Over the summer I noticed I was becoming a little particular with my ritual. What started out as a cup of coffee and a quick meditation became an indecisive time-consuming mess robbing me of words on the page.
It always starts with coffee, well because, you know—life lines.
Next was the little game of blinds open or closed. The dilemma (I told myself) was natural light versus candlelight. Then the choosing of a few candles and arranging them in a way that appeared enlightening (really, an enlightening candle arrangement?). The decision on when to eat—do I want to digest as I’m writing or after I’ve written? And the second I finally kick my own ass to sit down to get busy I’m pretty sure I have to pee.
After all this bullshit that we know is resistance my mind is congested. I realize I’m spinning quite a bit and perhaps the meditation will open up my third eye chakra. I’m sure that will bring me focus AND MY MUSE. Where is that little shit, anyway?
I’ve had a mediation practice for over 2 decades. In meditation I also rely on a few simple rituals which include posture, breath, and usually music. I both write and meditate from the kitchen table in our rancher which works for me. I have a great view of my backyard, a landscape which lends itself to creativity energy.
The latest adventure during my meditations is that words, essays, and blog posts started to pop into my head. In these quiet moments my mind suddenly shifts to the conscious realm to say “hey that’s a good idea, but damn I can’t write it because I’m meditating.” Apparently I have rules for meditation. And disrupting the reverent vibe to open one eye and jot stuff down on a post-it was unorthodox.
That is, I had rules until I realized in order to write, in order to create, in order to put words on a page it was vital I break some habits. I needed to disrupt myself (quite a bit, actually), and reinvent my hard rules for the good of my writing practice.
There’s importance in the ritual, but it’s focus should be opening the channel for my words to flow, not allowing myself the opportunity to avoid it.
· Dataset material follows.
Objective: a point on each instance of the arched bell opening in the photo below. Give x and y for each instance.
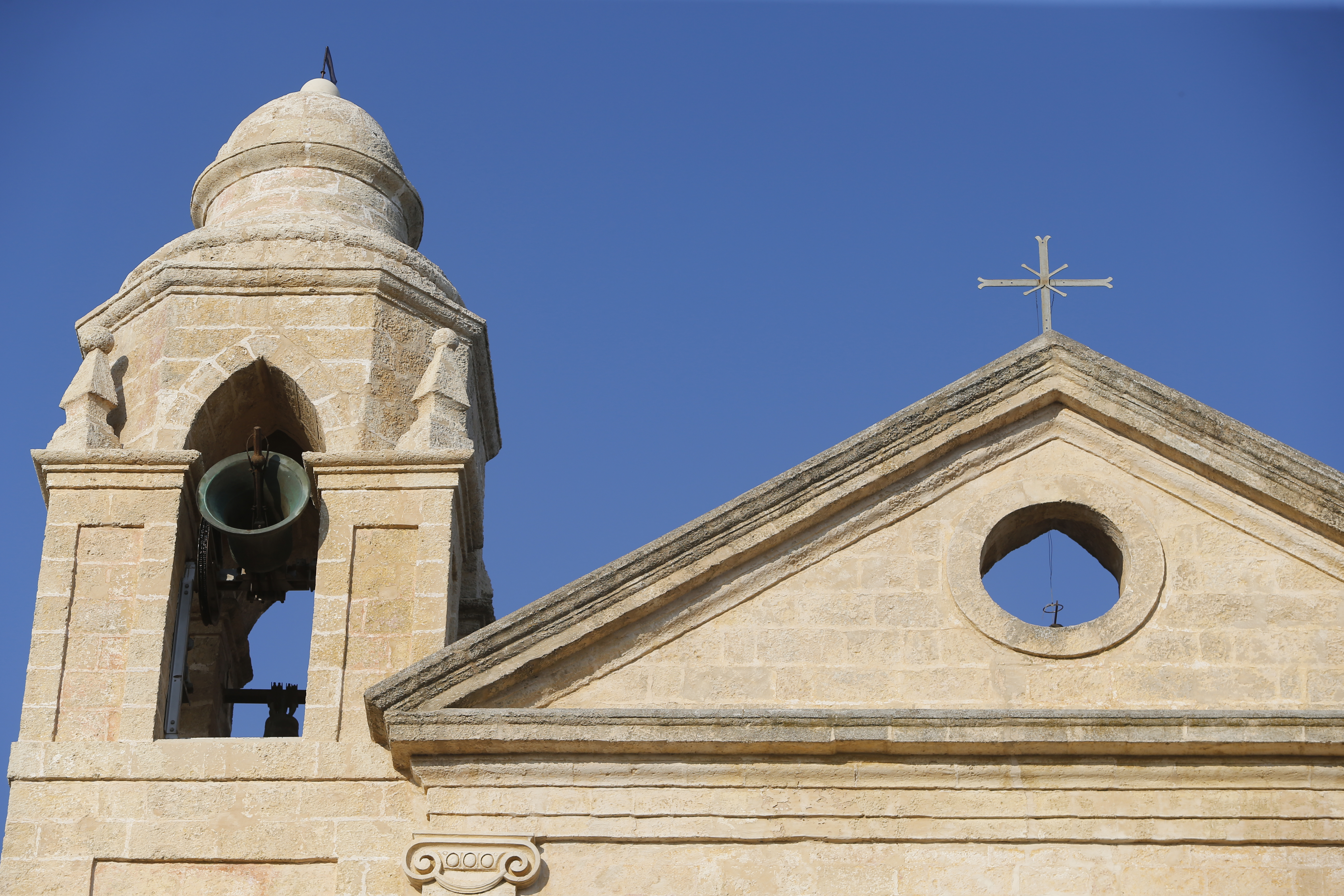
(255, 531)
So I simply set a new plan with properly placed discipline that makes writing the primary reason for the rituals. It looks like this:
- Coffee because first thing in the morning it’s better than air.
- Computer — no news, or social media. Five minute scan of emails is allowed to look for time sensitive items. Those are ‘saved as new’ so I know to address them first, after writing.
- Pee, because the brain of my bladder plays a game with me.
- Meditation music, tablet, and pen.
- Launch directly into meditation with complete freedom to open eyes and write if something does reveal itself. If need be, reposition, move unruly bangs, and if moved to, chant.
My new 1-4 takes about 10 minutes.This assures me the time I have will be spent creatively. It’s not a punishment but a tap on the shoulder of commitment.
If I “break formation” to open my eyes and jot down thoughts that come to me I’m okay with that. Being okay with yourself—what could be more spiritual than that? If I’m deep in meditation without thoughts then that’s lovely. If the muse shows up here, well—that’s lovely too. I let the meditation tell me what it needs and if it happens to be words then I let that be.
For the remainder of my time I keep my head down and write. I do this because I know this perseverance builds the flow. The very recent awareness that meditation and writing could become a symbiotic existence was new and also paramount for me. This writing practice has kept evolving over the past few years. I might like essays and memoir for a bit then change to blogging, but if I don’t make a strong commitment to the words then the rituals will have no purpose.
It’s been well over two years and I’m still refining my process. Sometimes when I’m staring at my page I wonder what other writer’s rituals are, and then I refocus and get back to my words.